# “Standard” ways of telling if an irreducible quartic polynomial has Galois group C_4?

The following facts are standard: an irreducible quartic polynomial $p(x)$ can only have Galois groups $S_4, A_4, D_4, V_4, C_4$. Over a field of characteristic not equal to $2$, depending on whether or not the discriminant $\Delta$ is a square and whether or not the resolvent cubic $q(x)$ is irreducible, we can distinguish four cases:

• If $\Delta$ is not a square and the resolvent cubic is irreducible, then the Galois group is $S_4$.
• If $\Delta$ is a square and the resolvent cubic is irreducible, then the Galois group is $A_4$.
• If $\Delta$ is a square and the resolvent cubic is reducible, then the Galois group is $V_4$.
• If $\Delta$ is not a square and the resolvent cubic is reducible, then the Galois group is either $D_4$ or $C_4$.

How can we resolve the ambiguity in the last case? For $p$ a monic polynomial in $\mathbb{Z}[x]$, I know the following approaches:

• In the simplest cases one can work directly with the splitting field. But this is rare, although it can work if $p = x^4 + ax^2 + b$ for some $a, b$.
• If $p$ has two complex roots (equivalently, if the discriminant is negative), there is a transposition in the Galois group, so the Galois group is $D_4$.
• If $p$ factors as the product of two linear factors and an irreducible quadratic factor modulo a prime, there is a transposition in the Galois group, so the Galois group is $D_4$.

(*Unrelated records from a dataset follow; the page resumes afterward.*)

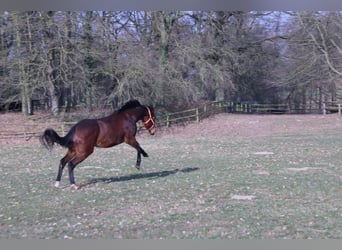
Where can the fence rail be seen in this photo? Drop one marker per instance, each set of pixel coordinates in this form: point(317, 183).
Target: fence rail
point(190, 115)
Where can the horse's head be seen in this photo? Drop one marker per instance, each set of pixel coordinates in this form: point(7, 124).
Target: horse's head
point(149, 120)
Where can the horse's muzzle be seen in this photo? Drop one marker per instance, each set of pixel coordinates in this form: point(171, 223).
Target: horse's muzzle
point(152, 131)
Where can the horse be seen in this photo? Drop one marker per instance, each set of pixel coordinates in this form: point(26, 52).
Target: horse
point(104, 132)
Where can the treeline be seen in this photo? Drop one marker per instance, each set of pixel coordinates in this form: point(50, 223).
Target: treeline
point(170, 59)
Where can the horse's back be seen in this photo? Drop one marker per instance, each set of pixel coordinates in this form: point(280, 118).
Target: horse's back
point(86, 130)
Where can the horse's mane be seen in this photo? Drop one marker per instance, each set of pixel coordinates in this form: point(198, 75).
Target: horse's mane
point(130, 104)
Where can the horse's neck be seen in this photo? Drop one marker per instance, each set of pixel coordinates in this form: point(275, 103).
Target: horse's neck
point(134, 114)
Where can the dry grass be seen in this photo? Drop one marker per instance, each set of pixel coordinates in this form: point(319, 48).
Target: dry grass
point(231, 176)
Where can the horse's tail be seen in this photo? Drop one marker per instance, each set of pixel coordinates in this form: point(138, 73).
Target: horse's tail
point(50, 136)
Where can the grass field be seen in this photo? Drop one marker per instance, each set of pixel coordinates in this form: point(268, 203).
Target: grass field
point(204, 184)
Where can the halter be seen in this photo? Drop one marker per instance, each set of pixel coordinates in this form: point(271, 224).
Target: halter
point(150, 119)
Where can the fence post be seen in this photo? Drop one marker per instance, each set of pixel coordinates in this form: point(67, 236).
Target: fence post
point(62, 128)
point(167, 120)
point(197, 115)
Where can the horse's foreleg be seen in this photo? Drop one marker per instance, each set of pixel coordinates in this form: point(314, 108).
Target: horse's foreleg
point(71, 168)
point(59, 174)
point(70, 154)
point(133, 142)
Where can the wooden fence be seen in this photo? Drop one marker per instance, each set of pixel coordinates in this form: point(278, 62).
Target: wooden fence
point(190, 115)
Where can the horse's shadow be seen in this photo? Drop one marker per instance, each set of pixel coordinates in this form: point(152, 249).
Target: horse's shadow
point(152, 175)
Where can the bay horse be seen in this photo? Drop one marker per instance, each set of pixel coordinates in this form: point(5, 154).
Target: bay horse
point(104, 132)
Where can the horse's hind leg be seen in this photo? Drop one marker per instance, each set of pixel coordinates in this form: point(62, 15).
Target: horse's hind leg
point(81, 156)
point(68, 157)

In practice, the last two often work to identify a Galois group of $D_4$ (and in principle it must eventually work by the Frobenius density theorem). But I don't know a corresponding practical way to identify a Galois group of $C_4$. There is a criterion due to Kappe and Warren which I learned about from one of Keith Conrad's expository notes here. However, in an upcoming exam I'm taking, I'll only be able to cite results proven in the course, and this criterion isn't one of them.

So what are my other options in general?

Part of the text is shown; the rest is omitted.